Chereads / Bahagia yang Ringan / Chapter 31 - Harap Bukan Sesaat 4

Chapter 31 - Harap Bukan Sesaat 4

Prada mencekal pergelangan usil di balik punggungnya dan berniat memutar lengan mungil yang tampak rapuh. Keinginannya urung terjadi ketika rintihan suara lembut menyentuh gendang telinga. Suara lemah yang tak mungkin hilang dari rekaman otaknya.

Prada membalikkan tubuhnya. "Hanna?"

Hanna mengangguk pelan. Bibirnya meringis menikmati sisa-sisa nyeri di pergelangannya. Remaja putri mungil itu nampak semakin menggemaskan berbalut setelan pakaian olah raga panjang yang kedodoran. Helaian hitam dikepalanya dijalin menjadi dua bagian.

Prada membelai pergelangan Hanna. "Maaf, apa kamu terluka?" cemasnya.

Hanna menggeleng yakin. "Hanya merasakan sedikit kekuatan pelatih karate."

Prada mendesah lega. Jemari kanannya mengusap lembut dua ikat rapi di dua sisi kepala Hanna.

Dahi Hanna berkerut menatap Prada. "Kak Prada sedang apa sembunyi di balik pohon ini?"

Prada berpikir sejenak. "Aku...." Prada urung menyelesaikan kalimatnya karena teringat satu hal. Kepalanya berpaling pada tujuan awal. Berharap menemukan jawaban rasa penasarannya. Namun yang tercetak pada retinanya hanyalah hampa. Pria bule setengah baya itu entah kemana.

Dahi Hanna mengernyit menyaksikan kebisuan Prada. Telunjuk dan ibu jari mungilnya bersinggungan di depan tatapan kosong Prada.

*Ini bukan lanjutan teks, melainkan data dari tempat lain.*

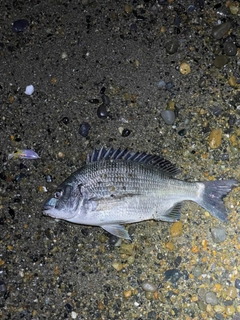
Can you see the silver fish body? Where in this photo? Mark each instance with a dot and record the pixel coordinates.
(117, 187)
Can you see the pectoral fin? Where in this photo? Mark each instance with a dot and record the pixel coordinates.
(117, 230)
(172, 214)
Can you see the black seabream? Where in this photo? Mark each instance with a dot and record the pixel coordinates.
(117, 187)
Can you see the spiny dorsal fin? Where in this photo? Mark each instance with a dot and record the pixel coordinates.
(139, 157)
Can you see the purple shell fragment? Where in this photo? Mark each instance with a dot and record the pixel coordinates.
(24, 154)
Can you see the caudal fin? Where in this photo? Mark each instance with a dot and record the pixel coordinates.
(212, 195)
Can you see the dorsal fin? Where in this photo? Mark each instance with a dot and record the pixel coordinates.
(139, 157)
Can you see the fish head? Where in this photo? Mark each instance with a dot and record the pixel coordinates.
(64, 203)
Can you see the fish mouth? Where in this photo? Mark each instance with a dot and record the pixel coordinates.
(49, 206)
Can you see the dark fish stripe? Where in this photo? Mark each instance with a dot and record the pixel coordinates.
(138, 157)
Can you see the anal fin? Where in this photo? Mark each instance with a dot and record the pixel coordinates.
(117, 230)
(173, 214)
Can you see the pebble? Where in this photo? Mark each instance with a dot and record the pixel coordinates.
(219, 31)
(232, 81)
(211, 298)
(161, 84)
(126, 248)
(220, 61)
(127, 8)
(48, 179)
(149, 286)
(230, 49)
(218, 234)
(117, 266)
(94, 101)
(218, 308)
(102, 111)
(185, 68)
(215, 138)
(29, 90)
(232, 292)
(182, 132)
(74, 315)
(237, 283)
(202, 82)
(234, 7)
(84, 129)
(173, 275)
(176, 229)
(197, 271)
(230, 310)
(125, 133)
(65, 120)
(172, 46)
(20, 25)
(105, 100)
(127, 293)
(3, 287)
(168, 116)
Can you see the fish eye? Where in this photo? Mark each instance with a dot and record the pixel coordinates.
(58, 194)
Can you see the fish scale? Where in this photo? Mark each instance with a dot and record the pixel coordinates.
(117, 187)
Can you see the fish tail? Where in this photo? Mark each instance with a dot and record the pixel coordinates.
(212, 195)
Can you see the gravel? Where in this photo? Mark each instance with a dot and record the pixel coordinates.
(77, 55)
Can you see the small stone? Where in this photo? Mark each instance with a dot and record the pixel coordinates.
(215, 138)
(182, 132)
(230, 310)
(74, 315)
(3, 287)
(202, 82)
(220, 61)
(126, 248)
(105, 100)
(149, 295)
(172, 46)
(211, 298)
(127, 8)
(232, 292)
(127, 293)
(94, 101)
(20, 25)
(176, 229)
(237, 283)
(101, 306)
(168, 116)
(169, 246)
(173, 275)
(185, 68)
(197, 271)
(125, 133)
(219, 31)
(218, 234)
(64, 55)
(232, 81)
(65, 120)
(234, 8)
(84, 129)
(29, 90)
(102, 111)
(117, 266)
(230, 49)
(218, 308)
(149, 287)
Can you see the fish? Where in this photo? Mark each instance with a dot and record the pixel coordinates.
(117, 187)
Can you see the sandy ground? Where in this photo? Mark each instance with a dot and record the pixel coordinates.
(72, 52)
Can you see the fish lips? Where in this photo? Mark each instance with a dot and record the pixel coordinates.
(49, 207)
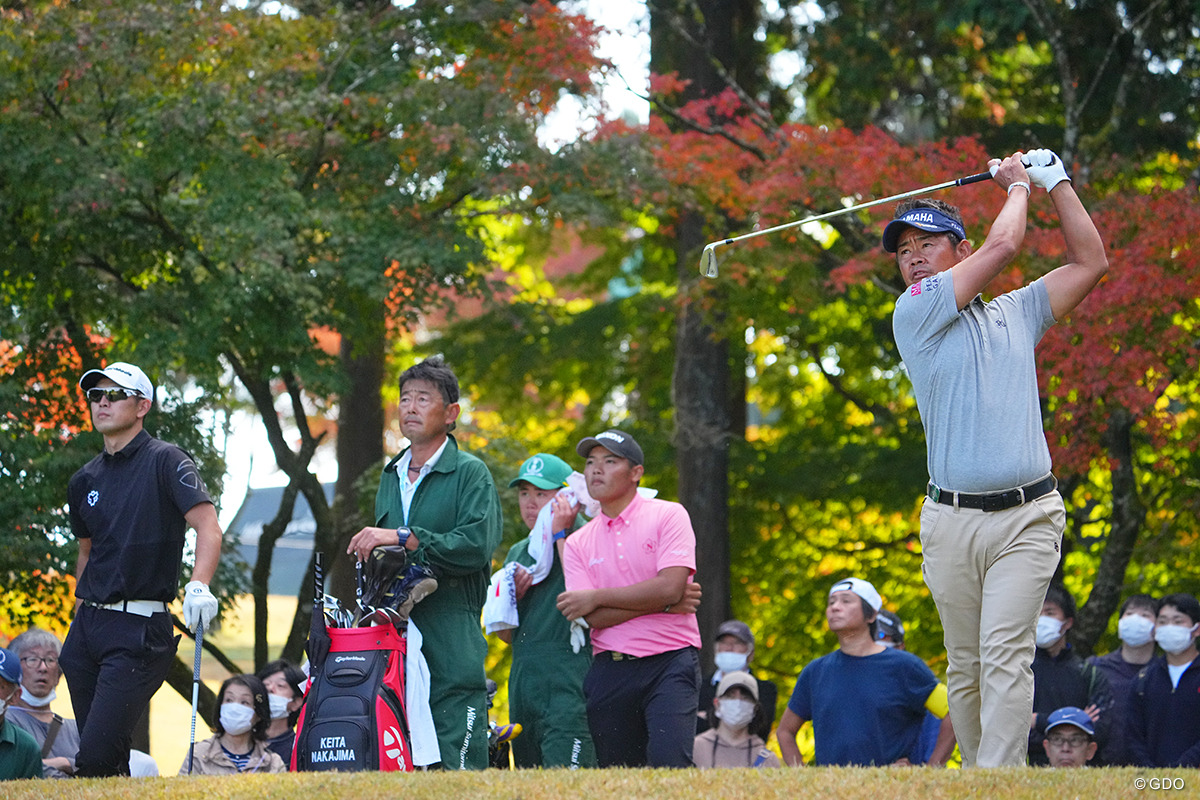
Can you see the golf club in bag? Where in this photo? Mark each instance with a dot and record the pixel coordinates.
(354, 714)
(708, 257)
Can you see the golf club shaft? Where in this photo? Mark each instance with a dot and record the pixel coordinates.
(958, 181)
(196, 692)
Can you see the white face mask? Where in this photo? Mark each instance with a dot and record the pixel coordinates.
(36, 702)
(731, 661)
(735, 713)
(279, 705)
(1049, 631)
(1135, 630)
(235, 717)
(1174, 638)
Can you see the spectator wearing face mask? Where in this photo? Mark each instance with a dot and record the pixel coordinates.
(239, 744)
(1135, 629)
(40, 675)
(733, 651)
(865, 701)
(18, 751)
(285, 696)
(731, 743)
(1071, 738)
(1164, 699)
(1061, 678)
(935, 745)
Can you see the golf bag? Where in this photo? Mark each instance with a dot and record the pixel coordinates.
(353, 716)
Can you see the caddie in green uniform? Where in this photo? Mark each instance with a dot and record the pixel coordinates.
(546, 679)
(442, 505)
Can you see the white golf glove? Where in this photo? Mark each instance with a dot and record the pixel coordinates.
(1045, 168)
(199, 606)
(577, 638)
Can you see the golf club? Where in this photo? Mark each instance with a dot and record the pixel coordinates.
(708, 257)
(196, 692)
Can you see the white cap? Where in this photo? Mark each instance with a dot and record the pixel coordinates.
(861, 588)
(123, 374)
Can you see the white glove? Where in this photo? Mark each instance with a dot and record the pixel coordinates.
(199, 606)
(577, 638)
(1045, 168)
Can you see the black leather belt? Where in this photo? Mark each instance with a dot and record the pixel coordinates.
(995, 501)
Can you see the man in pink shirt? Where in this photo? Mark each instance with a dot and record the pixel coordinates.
(629, 576)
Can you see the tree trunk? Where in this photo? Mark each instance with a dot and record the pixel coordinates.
(1128, 517)
(708, 48)
(360, 420)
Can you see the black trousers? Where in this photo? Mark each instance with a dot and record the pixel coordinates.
(642, 711)
(114, 662)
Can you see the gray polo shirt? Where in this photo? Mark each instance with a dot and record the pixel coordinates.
(975, 378)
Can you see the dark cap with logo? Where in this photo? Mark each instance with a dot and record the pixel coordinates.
(738, 630)
(616, 441)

Prada tersentak bunyi jentikan ringan yang mampu mengembalikan kesadarannya.

Kepala Hanna miring di depan paras Prada. "Kenapa, Kak Prada?"

Prada menggeleng cepat. "Maaf, tadi aku hanya salah lihat orang saja. Aku pikir kenalanku."

Hanna mengangguk paham. "Kalau begitu kita segera menuju tempat turnamen agar mendapat bangku penonton paling depan."

Prada tersenyum setuju.

***

Final yang jauh dari istilah tenang. Babak paling akhir turnamen karate tinggat sekolah menengah begitu menguras energi dan emosi segala lapisan. Tetesan peluh pengharapan diiringi debar jantung para pendukung. Seluruh makhluk bernyawa yang memadati kursi penonton sesaat menahan napas sebelum nilai terakhir diraih dalam serangan pamungkas. Ketika lawan tumbang seorang juara berusaha tegak menyambut kemenangan.

Hanna beranjak dari bangkunya sebelum melonjak kegirangan. Prada yang tengah ternganga tak percaya pada drama dalam retina matanya, mendapat cubitan beruntun dari Hanna.

Prada mengelak kesal. Lengan kekarnya berusaha menghalau jemari usil sang gadis terkasih. Prada hingga terpaksa harus mengunci sepasang pergelangan mungil Hanna yang usil.

Tatapan tajam Prada menghampiri paras Hanna. "Mau aku peluk kalau tidak bisa diam?"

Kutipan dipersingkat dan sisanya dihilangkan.